Appearing on ABC’s podcast The Heir Pod, Mr Jobson said: “The Prince of Wales will step up, in a way he’s already been doing that for the past five years, but now he truly is the patriarch of the family because the Duke of Edinburgh is dead”.

Royal author Omid Scobie, who leads the podcast, said Charles is “almost between roles now”.

To which Mr Jobson replied: “I mean I say quasi-king, but they’d hate that of course, but you’ve got to try and spell it out to a wider audience.

“The fact is the Queen doesn’t do state visits anymore, so when Prince Charles goes to America say, he’ll be representing the Queen – that’s pretty much a state visit even though it’s technically not.” 

Mr Jobson acknowledged there is “scope for a change” in Prince Charles’s duties, arguing the Queen could pass on more of her work to her firstborn.

However, he believes the sovereign would never abdicate, as she is still bound to the pledge of lifetime service she made to the country and the Commonwealth when she was only 21.

The royal expert sparked abdication fears in 2014, when he first reported sources saying the Queen intended to make Prince Charles a Prince Regent after her 95th birthday, making the Prince of Wales a king in all but name.

Last October, he stood by this claim, saying he still firmly believed the Queen would eventually pass on most of her duties to her son. 

However, other royal experts believe the sovereign is likely to carry on with her duties until she passes away.

Dr Anne Whitelock, a royal historian, told Channel 5 documentary, ‘The Queen: Duty before Family?’: “I think there is no chance of the Queen abdicating.

She added: “She simply has a sense of duty and needing to ultimately trump personal difficulty and personal emotion.” 

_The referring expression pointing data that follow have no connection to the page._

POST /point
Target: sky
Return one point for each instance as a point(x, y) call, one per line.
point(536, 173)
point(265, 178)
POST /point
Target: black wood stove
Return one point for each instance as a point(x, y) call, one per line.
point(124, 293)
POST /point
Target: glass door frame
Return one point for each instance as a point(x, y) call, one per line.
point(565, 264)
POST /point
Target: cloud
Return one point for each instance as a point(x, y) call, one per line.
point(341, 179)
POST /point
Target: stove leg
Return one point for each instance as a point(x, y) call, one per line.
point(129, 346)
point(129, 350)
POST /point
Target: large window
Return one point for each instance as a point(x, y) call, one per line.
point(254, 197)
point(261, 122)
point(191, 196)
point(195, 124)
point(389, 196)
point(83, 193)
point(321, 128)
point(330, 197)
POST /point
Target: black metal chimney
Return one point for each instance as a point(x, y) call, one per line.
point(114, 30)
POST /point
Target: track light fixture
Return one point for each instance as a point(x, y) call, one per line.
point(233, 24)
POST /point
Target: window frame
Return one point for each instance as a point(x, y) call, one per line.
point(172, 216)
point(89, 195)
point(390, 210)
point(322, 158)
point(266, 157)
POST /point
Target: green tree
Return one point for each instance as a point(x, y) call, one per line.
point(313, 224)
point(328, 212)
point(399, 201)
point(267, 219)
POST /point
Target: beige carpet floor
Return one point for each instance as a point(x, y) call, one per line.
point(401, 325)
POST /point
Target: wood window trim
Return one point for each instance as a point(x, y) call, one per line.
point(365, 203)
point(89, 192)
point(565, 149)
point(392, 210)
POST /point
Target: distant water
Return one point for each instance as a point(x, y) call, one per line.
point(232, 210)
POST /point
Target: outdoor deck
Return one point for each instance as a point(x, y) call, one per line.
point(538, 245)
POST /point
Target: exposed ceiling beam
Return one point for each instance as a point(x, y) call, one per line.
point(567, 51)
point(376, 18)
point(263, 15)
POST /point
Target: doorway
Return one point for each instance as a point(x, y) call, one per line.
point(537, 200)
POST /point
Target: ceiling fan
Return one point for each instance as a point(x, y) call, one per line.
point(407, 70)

Royal author Angela Levin said: “She seems so strong and confident she might just carry on.”

More recently, sources told The Times it is unlikely Prince Charles will take on more of the Queen’s duties in a “soft regency”.

At the moment, the Prince of Wales’ main duties carried out on behalf of the sovereign are foreign tours, as the Queen stopped travelling abroad in late 2015, and the laying of the wreath at the Cenotaph during the National Service of Remembrance.

Prince Charles has also stepped in more than once, much like Princess Anne and Prince William, to carry out investiture ceremonies over the past few years.  

And, during the pandemic, he held a few official meetings with world leaders – including French President Emmanuel Macron.

However, the Queen has also continued to carry out meetings with foreign dignitaries and diplomats during the pandemic, albeit via video link.

She also continues to receive the Government’s red box with official state papers and to hold, on a weekly basis, audiences with the Prime Minister.

On the day of Prince Philip’s funeral, Prince Charles and his sister Anne led the procession, walking behind the Duke’s coffin. 

Prince Philip funeral: Expert on Prince Charles' 'briefing'

Breaking with tradition, the Queen chose to follow the other 29 attendees in a car, accompanied only by her trusted lady-in-waiting.

She then walked inside St George’s Chapel alongside the Dean of Windsor – but only after having looked back at her husband’s coffin one last time.

During the service, much of which had been planned by the Duke himself, the Queen sat several feet away from other royals, in accordance with the Government guidelines on coronavirus.

Prince Charles and Camilla sat opposite her, while Prince Andrew was the closest to the monarch, standing two metres away from her.